FVC images all have same sizes (512 X 512), but they all have different intensities, so using some filters like CLAHE will be very helpful.

Let's compare the brightests and the darkest images:

In [None]:
def get_brightness(filename):
    """Open the file and return the average brightness of the pixels."""
    img = pydicom.read_file(filename).pixel_array
    # return the average intensity of the pixels
    return np.mean(np.where(img>0, img,0))

def generate_brightness_df(train_data):
    """Generates pandas dataframe with average brightness for each image."""
    brightness_df = pd.DataFrame()
    
    for fname in train_fns:
        try:
            brightness = get_brightness(fname)
            idx = fname.split('/')[-2]

            brightness_df = brightness_df.append(
            {
                'Patient':idx,
                'Fname':fname,
                'Brightness':brightness,
            },
            ignore_index=True)
        except:
            continue
        
    return brightness_df

def plot_top_bright(brighness_df, n_rows=3, n_cols=3, bright=True):
    """Plot top brightest/darkest images."""
    if bright:
        title = 'Top {} brightest images'.format(n_rows*n_cols)
        data = brighness_df.sort_values(by=['Brightness'], ascending=True)
    else:
        title = 'Top {} darkest images'.format(n_rows*n_cols)
        data = brighness_df.sort_values(by=['Brightness'], ascending=False)
        
    fig, axs = plt.subplots(n_rows, n_cols, figsize=(15, 15))
    
    for i in range(n_rows):
        for j in range(n_cols):
            
            row = data.iloc[i*n_cols+j]
            fname = row.Fname
            
            img = pydicom.read_file(fname).pixel_array
            
            axs[i,j].imshow(img, cmap='bone')
            axs[i,j].set_title(row.Patient)
            axs[i,j].axis('off')
            
    plt.suptitle(title)
    plt.show()

In [None]:
brightness_df = generate_brightness_df(train_df)

In [None]:
plot_top_bright(brightness_df)

In [None]:
plot_top_bright(brightness_df, bright=False)

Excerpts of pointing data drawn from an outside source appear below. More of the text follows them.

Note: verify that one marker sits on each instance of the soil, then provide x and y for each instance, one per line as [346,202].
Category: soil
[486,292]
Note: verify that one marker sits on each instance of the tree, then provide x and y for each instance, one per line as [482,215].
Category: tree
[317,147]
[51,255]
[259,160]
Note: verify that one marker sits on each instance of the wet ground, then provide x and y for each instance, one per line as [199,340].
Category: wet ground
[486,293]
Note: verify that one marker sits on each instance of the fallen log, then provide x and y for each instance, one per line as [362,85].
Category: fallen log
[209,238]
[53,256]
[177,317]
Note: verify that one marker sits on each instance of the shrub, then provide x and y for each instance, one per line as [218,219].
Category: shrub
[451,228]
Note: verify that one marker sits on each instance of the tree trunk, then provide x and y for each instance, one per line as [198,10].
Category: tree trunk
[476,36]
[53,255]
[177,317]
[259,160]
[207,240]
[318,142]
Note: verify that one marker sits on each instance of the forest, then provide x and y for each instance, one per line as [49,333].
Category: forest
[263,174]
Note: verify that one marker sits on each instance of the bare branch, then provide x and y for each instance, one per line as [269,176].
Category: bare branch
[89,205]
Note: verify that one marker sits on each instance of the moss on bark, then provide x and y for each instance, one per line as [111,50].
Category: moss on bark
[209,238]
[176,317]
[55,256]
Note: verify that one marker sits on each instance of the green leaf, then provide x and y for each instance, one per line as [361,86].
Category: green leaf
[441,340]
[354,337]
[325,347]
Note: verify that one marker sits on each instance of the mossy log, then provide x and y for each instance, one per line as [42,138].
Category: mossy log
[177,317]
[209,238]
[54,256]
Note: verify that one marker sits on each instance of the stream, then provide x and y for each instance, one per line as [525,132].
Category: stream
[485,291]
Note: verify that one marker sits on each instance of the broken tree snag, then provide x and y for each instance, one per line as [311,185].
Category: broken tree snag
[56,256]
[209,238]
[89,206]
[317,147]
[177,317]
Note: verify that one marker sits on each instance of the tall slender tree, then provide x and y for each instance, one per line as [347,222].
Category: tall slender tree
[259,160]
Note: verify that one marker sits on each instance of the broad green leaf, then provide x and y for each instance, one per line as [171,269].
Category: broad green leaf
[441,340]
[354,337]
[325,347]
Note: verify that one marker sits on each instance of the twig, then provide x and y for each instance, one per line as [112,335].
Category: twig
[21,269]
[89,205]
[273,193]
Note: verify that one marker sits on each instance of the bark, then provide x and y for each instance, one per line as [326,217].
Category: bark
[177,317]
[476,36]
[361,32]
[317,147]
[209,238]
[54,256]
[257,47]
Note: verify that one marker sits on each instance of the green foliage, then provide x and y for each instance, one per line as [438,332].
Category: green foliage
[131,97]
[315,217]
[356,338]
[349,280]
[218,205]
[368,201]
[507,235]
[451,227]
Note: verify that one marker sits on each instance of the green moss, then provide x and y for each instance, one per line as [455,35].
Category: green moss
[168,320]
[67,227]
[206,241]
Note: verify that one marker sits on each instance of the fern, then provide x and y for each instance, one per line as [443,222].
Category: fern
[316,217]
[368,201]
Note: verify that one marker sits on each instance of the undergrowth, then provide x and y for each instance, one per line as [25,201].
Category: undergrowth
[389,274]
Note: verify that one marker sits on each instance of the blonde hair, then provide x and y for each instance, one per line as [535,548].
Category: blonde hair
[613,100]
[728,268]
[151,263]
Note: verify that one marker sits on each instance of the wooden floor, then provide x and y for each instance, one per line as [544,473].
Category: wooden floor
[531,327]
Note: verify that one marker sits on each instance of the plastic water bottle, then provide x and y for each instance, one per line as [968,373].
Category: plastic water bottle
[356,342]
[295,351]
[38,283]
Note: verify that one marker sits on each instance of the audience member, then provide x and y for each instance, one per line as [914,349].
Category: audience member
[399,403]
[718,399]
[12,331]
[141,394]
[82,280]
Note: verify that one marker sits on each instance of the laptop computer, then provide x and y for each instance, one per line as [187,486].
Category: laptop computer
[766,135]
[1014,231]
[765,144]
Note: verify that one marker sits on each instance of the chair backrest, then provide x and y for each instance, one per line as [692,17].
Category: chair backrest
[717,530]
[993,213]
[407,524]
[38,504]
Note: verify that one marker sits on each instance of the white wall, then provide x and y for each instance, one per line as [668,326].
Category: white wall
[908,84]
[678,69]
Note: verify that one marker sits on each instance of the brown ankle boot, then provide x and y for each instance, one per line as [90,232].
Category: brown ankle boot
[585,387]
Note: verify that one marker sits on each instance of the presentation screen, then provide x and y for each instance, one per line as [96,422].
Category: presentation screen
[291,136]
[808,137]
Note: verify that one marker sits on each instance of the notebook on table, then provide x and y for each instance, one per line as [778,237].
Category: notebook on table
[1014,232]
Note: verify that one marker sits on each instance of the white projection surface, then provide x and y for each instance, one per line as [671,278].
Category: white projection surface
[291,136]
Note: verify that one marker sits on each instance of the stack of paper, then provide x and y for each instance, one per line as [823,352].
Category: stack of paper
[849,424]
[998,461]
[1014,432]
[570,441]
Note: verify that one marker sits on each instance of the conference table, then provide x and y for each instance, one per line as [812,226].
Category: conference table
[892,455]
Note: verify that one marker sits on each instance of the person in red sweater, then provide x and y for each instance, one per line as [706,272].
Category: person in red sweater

Let's try some augmentations:

In [None]:
# took an example of augmentation pipeline from here:
# https://github.com/albumentations-team/albumentations_examples/blob/master/notebooks/example.ipynb
transform = A.Compose([
    A.HorizontalFlip(p=0.5),
    A.ShiftScaleRotate(shift_limit=0.0625, scale_limit=0.1, rotate_limit=10, p=.5),
    A.Blur(blur_limit=3),
    A.OpticalDistortion(),
    A.GridDistortion(),
])

def visualize_augmentations(n_rows=3, n_cols=3):
    idx = np.random.randint(0, len(train_fns))
    fname = train_fns[idx]
    image = pydicom.read_file(fname).pixel_array
    
    fig, axs = plt.subplots(n_rows, n_cols, figsize=(15, 15))
    for i in range(n_rows):
        for j in range(n_cols):
            
            augmented_image = transform(image=image)['image']

            axs[i,j].imshow(augmented_image, cmap='bone')
            axs[i,j].axis('off')

    plt.suptitle('Examples of augmentations {}'.format(fname.split('/')[-2]))
    plt.show()

In [None]:
visualize_augmentations()

## Useful Links

1. [Challenges in pulmonary fibrosis](https://www.ncbi.nlm.nih.gov/pmc/articles/PMC2117220/). Article contains some examples of CT scans with pulmonary fibrosis.
2. [Previous Pneumothorax Segmentation competition](https://www.kaggle.com/c/siim-acr-pneumothorax-segmentation). This competition was also related to the lung images. Some image augmentation methods used in this competition may be applicable.
3. [Computer-Aided Diagnosis of Pulmonary Fibrosis Using Deep Learning and CT Images](https://journals.lww.com/investigativeradiology/FullText/2019/10000/Computer_Aided_Diagnosis_of_Pulmonary_Fibrosis.2.aspx). A related article. Could be very helpful here.

# Conclusions

In this analysis we:
* looked at the distributions of patients' features and FVC in the dataset;
* tried to apply curve fitting to find some relationships between the features (age, gender, smoking status) and the FVC trend;
* viewed some CT scans and applied little augmentations.